On-Premises HA - Two Location Cold-Standby

Overview

This page describes a two-location, high-availability (HA) architecture for a Public Key Infrastructure (PKI) platform. The architecture provides redundancy across two geographically separated sites using a cold-standby, active/passive failover model.

1400
Overview Diagram Two-Location Setup

Architecture Components

This architecture spans over two geographically separated locations and consists of the following core components:

  1. Two CARA VMs running independently and unaware of each other.

  2. Two HSMs, clustered and connected via PKCS#11.

  3. Two CLM VMs running independently and unaware of each other.

  4. Two Database nodes forming an active/passive cluster.

The design also supports network segmentation to isolate different components, such as CLM (RA), CARA (CA), and the Database.

CARA VMs

The CARA VMs consist of the following core components:

  • Webserver / Reverse Proxy → Performs TLS termination and forwards traffic to the local CARA services.

  • CARA Services → Run locally behind the reverse proxy.

HSMs

The HSMs are clustered, with each HSM connected only to the CARA instance at its own location.

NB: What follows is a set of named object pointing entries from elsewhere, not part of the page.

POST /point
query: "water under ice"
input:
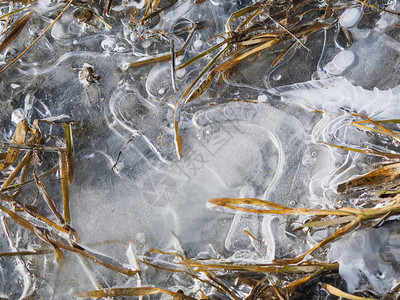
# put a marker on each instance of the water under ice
(272, 150)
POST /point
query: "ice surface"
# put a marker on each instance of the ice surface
(369, 258)
(271, 148)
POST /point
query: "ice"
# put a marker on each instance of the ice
(340, 62)
(350, 17)
(372, 254)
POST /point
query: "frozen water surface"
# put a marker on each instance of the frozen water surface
(263, 134)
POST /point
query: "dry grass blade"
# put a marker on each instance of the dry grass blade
(221, 286)
(339, 293)
(338, 234)
(204, 53)
(48, 199)
(25, 253)
(114, 292)
(323, 269)
(23, 164)
(155, 13)
(76, 249)
(17, 28)
(18, 139)
(238, 59)
(162, 57)
(35, 214)
(70, 151)
(281, 55)
(381, 177)
(16, 186)
(389, 155)
(377, 8)
(234, 203)
(37, 39)
(357, 216)
(65, 186)
(7, 15)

The specifics of cluster configuration and replication are vendor-dependent and are not covered in this page.

CLM VMs

The core components of the CLM VMs are the following:

  • Webserver / Reverse Proxy → Performs TLS termination and forwards traffic to the local CLM services.

  • CLM Services → Run locally behind the reverse proxy.

Database Nodes

Two database nodes form an active/passive cluster with manual failover, hosting the databases for both CLM and CARA applications at their respective locations. There is also the option to deploy two separate clusters, to further isolate CLM and CARA application data, if so desired.

Data Flow and General Considerations

Clients and administrators connect directly to the CLM and CARA instances. Traffic to the active site can be controlled via static BGP routing or, for example, by switching CNAME records in DNS management.

  • Each CARA VM connects only to the HSM at its own location.

  • Each CLM VM connects only to the CARA VM at its own location.

  • Both CARA and CLM VMs connect directly to the database node at their own location.

In this architecture, failures must be detected by a monitoring system and handled manually by the operations team. Failover to the standby site is a conscious decision and requires manual action.

Due to the high split-brain inherent risk in not having proper quorum capabilities, setting up a hot-standby failover mechanism across two locations only is strongly discouraged.

Conclusion

This two-location cold-standby architecture provides a georedundant design for a PKI platform, ensuring availability of a standby site to recover operations, in case of a failure at the primary site.

Traffic can be directed to the sites via static BGP routes or CNAME records. However, failover requires manual intervention by the operations team. Proper monitoring is essential for detecting failures and coordinate recovery.

Overall, this architecture provides resilience against site-level failures, for inquiries where a third location for automatic failover is not feasible. Due to the manual failover, this architecture ensures high data integrity and predictable traffic flows.